O grupo ainda pretende testar uma biblioteca com mais de 30 mil compostos químicos comprados pelo LNBio do National Institutes of Health (NIH), dos Estados Unidos, para ver se são capazes de inibir a síntese das proteínas-alvo – sem as quais a sobrevivência da bactéria fica ameaçada.
“Estará disponível ainda, a partir de janeiro de 2014, aqui no LNBio, uma biblioteca de compostos da biodiversidade brasileira com cerca de 10 mil cepas de bactérias e fungos. Se os testes com moléculas compradas forem bem-sucedidos, pretendemos avaliar também as moléculas da biodiversidade brasileira, em colaboração com pesquisadores do Laboratório de Bioensaios do LNBio”, contou Dessen.
Colaboração internacional em pesquisa
Durante a cerimônia de inauguração do LIA, o diretor científico da FAPESP, Carlos Henrique de Brito Cruz, ressaltou que é parte importante da estratégia da Fundação promover oportunidades de colaboração internacional para os pesquisadores paulistas.
“Andrea Dessen foi a primeira selecionada para o programa SPEC e estamos felizes de ver os resultados do projeto que estamos financiando no CNPEM”, afirmou Brito Cruz.
Gilles Bloch, diretor da Divisão de Ciências da Vida da Comissão Francesa de Energias Alternativas e Energia Atômica (CEA), destacou que o IBS é um dos melhores e mais ativos laboratórios franceses na área de biologia.
“Estamos muito orgulhosos pela iniciativa de Dessen de criar essa ponte com o Brasil.
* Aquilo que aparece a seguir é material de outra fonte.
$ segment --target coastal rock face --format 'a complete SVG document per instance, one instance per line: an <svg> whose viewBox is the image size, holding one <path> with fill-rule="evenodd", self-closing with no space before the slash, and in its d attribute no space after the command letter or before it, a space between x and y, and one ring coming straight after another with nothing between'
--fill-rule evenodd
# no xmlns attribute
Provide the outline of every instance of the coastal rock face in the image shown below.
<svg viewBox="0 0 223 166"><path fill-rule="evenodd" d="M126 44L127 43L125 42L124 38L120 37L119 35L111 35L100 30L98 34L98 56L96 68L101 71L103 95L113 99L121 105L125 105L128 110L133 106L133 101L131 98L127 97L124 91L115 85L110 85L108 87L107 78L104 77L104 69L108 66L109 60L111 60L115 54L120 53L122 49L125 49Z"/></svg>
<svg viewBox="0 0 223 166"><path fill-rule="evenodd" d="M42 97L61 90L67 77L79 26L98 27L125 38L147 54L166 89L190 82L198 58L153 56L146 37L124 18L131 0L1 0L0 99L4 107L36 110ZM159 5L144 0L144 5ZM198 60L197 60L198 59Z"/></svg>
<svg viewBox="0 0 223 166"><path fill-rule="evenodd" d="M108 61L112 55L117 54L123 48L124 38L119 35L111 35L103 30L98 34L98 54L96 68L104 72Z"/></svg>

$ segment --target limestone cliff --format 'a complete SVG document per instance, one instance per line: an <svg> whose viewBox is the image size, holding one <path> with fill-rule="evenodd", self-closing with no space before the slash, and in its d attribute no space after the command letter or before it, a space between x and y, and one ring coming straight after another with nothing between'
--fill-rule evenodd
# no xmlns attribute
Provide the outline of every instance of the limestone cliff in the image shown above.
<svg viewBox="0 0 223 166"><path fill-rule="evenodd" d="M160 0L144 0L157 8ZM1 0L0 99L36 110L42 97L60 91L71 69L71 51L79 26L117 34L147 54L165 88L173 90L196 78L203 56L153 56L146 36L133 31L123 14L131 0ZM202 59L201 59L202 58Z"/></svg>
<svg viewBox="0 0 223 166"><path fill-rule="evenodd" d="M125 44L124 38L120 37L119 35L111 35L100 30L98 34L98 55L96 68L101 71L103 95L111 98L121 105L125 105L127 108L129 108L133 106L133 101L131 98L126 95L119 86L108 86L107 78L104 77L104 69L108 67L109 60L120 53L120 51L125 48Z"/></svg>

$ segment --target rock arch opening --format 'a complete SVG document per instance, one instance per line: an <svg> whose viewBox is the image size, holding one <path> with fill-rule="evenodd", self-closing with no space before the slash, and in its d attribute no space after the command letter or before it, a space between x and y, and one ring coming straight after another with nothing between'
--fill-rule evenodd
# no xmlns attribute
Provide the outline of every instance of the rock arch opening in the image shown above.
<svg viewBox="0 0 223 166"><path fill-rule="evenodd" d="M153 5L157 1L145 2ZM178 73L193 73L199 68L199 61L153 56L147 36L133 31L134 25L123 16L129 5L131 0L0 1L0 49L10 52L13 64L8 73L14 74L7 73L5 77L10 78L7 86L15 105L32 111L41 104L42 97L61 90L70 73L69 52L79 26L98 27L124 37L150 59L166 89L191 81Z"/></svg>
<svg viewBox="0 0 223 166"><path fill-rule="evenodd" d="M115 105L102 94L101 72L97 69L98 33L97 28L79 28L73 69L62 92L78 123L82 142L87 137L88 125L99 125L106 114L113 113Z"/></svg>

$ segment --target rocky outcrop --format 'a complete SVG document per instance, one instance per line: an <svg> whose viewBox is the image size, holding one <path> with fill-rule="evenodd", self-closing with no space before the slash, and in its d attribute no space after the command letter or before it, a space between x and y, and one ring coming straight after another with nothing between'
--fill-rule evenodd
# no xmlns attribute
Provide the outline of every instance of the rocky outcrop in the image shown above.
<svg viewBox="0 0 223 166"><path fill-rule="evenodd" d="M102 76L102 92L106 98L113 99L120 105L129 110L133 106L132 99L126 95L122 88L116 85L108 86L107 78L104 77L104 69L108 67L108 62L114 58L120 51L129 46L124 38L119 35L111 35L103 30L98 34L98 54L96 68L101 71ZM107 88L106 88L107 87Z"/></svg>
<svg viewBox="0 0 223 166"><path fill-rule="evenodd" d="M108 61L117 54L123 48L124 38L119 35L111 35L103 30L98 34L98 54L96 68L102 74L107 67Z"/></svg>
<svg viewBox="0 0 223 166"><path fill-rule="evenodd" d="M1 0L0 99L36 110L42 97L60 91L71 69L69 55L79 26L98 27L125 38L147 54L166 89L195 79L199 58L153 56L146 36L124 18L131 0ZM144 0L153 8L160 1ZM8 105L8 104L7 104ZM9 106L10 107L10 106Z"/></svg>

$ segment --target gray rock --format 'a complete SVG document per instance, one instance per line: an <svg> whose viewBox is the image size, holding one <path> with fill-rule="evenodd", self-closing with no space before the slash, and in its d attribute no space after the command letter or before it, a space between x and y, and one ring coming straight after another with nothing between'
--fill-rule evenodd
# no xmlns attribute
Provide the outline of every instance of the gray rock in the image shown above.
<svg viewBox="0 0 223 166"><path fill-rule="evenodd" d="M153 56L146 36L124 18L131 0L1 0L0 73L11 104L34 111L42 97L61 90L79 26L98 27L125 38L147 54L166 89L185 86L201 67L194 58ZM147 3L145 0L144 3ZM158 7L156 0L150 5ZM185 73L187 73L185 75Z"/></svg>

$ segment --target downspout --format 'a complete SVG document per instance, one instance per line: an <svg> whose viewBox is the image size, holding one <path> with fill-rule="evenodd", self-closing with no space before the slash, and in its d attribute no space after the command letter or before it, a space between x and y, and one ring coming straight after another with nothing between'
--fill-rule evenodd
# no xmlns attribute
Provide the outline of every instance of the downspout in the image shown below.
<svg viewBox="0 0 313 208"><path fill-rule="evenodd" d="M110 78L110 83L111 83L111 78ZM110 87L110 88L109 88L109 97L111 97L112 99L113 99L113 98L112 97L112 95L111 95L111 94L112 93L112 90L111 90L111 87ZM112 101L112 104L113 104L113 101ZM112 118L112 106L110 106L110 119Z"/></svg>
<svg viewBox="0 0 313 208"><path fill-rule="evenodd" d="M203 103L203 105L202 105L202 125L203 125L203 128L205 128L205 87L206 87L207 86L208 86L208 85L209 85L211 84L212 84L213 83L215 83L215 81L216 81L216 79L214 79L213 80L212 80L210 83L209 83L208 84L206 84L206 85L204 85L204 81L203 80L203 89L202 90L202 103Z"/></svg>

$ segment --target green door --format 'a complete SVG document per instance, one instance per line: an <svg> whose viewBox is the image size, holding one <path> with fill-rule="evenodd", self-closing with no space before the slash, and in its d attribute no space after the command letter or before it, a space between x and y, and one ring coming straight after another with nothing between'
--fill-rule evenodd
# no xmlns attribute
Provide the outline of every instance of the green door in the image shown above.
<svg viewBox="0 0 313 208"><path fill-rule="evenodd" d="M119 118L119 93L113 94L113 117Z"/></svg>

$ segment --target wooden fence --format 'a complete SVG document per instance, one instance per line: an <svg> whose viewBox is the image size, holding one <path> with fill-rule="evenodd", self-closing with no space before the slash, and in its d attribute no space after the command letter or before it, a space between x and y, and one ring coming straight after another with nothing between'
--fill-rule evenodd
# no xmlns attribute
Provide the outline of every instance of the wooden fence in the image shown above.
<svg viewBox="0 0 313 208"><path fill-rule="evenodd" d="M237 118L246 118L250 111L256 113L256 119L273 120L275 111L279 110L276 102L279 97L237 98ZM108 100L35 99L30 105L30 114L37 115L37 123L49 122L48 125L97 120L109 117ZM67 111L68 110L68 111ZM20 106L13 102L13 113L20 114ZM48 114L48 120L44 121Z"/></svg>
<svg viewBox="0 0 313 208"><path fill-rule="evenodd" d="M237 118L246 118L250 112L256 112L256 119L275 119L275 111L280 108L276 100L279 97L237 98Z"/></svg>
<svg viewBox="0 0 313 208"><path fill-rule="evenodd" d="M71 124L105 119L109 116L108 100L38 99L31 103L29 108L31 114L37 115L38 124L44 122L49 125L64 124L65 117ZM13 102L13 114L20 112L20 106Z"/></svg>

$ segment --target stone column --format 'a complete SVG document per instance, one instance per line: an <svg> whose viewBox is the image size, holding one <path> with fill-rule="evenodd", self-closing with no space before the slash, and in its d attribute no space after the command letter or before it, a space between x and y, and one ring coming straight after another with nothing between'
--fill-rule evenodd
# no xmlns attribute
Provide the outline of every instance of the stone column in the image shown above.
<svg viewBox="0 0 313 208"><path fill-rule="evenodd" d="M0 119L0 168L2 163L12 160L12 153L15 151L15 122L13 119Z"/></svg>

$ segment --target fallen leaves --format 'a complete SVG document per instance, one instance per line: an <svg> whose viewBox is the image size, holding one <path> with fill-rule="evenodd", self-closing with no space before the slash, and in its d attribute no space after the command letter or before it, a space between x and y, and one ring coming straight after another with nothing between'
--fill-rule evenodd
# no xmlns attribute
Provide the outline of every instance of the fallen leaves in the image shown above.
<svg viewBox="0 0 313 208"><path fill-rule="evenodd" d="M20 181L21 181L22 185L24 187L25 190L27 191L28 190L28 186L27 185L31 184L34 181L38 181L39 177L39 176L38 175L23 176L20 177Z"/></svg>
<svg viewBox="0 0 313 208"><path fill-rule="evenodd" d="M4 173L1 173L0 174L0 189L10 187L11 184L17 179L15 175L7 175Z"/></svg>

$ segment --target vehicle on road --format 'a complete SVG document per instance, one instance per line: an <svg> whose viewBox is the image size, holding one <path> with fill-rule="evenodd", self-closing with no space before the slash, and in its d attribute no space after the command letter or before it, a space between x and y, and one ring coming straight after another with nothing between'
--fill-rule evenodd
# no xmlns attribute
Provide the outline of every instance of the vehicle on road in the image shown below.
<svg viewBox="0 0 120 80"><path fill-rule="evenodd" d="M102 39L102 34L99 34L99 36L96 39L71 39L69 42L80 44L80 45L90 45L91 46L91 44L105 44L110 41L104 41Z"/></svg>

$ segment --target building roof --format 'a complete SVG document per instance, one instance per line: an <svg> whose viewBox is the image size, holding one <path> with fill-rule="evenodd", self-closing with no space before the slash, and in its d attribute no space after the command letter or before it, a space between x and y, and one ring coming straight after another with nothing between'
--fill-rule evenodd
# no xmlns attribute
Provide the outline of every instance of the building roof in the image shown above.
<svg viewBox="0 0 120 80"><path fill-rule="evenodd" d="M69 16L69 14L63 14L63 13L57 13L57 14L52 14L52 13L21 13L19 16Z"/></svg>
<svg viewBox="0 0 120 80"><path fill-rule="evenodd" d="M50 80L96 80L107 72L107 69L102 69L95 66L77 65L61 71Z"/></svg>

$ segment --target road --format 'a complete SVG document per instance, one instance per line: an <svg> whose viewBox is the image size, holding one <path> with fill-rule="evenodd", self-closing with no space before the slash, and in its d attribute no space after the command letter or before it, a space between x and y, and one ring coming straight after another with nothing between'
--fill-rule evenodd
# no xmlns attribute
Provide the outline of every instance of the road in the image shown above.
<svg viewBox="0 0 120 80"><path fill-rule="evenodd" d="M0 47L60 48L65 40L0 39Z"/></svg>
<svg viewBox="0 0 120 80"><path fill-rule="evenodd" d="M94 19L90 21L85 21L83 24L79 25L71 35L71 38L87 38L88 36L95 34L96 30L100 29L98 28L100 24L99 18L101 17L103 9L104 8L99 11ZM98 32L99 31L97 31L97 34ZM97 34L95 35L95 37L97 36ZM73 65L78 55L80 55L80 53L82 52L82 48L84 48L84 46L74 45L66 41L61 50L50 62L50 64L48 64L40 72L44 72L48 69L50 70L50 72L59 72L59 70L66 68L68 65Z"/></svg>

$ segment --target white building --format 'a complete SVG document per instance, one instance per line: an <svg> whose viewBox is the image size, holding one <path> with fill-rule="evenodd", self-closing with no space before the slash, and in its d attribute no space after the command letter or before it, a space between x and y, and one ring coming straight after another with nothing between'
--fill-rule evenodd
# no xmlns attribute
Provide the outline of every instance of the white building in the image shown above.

Esse projeto é um bom exemplo do que é a biologia estrutural integrada. Parte do estudo da estrutura de biomoléculas e assim é capaz de lidar com problemas em nível celular e buscar aplicações clínicas. É uma grande oportunidade para nós de desenvolver laços fortes com o Brasil”, afirmou Bloch.
Também estiveram presentes à cerimônia Kleber Franchini, líder do lado brasileiro do LIA e diretor do LNBio; Carlos Alberto Aragão, diretor-geral do CNPEM; Renaud Blaise, diretor de Relações Internacionais da CEA; Serge Perez, conselheiro do Serviço Nuclear da Embaixada da França em Brasília; Jean-Pierre Briot, representante do CNRS no Brasil; Yassine Lakhnech, vice-presidente de Pesquisa da Universidade Joseph Fourier; e Gérard Chuzel, adido para a Ciência e a Tecnologia do consulado geral da França em São Paulo. O CNRS, a CEA e a Universidade Joseph Fourier são órgãos públicos franceses responsáveis pela tutela do IBS.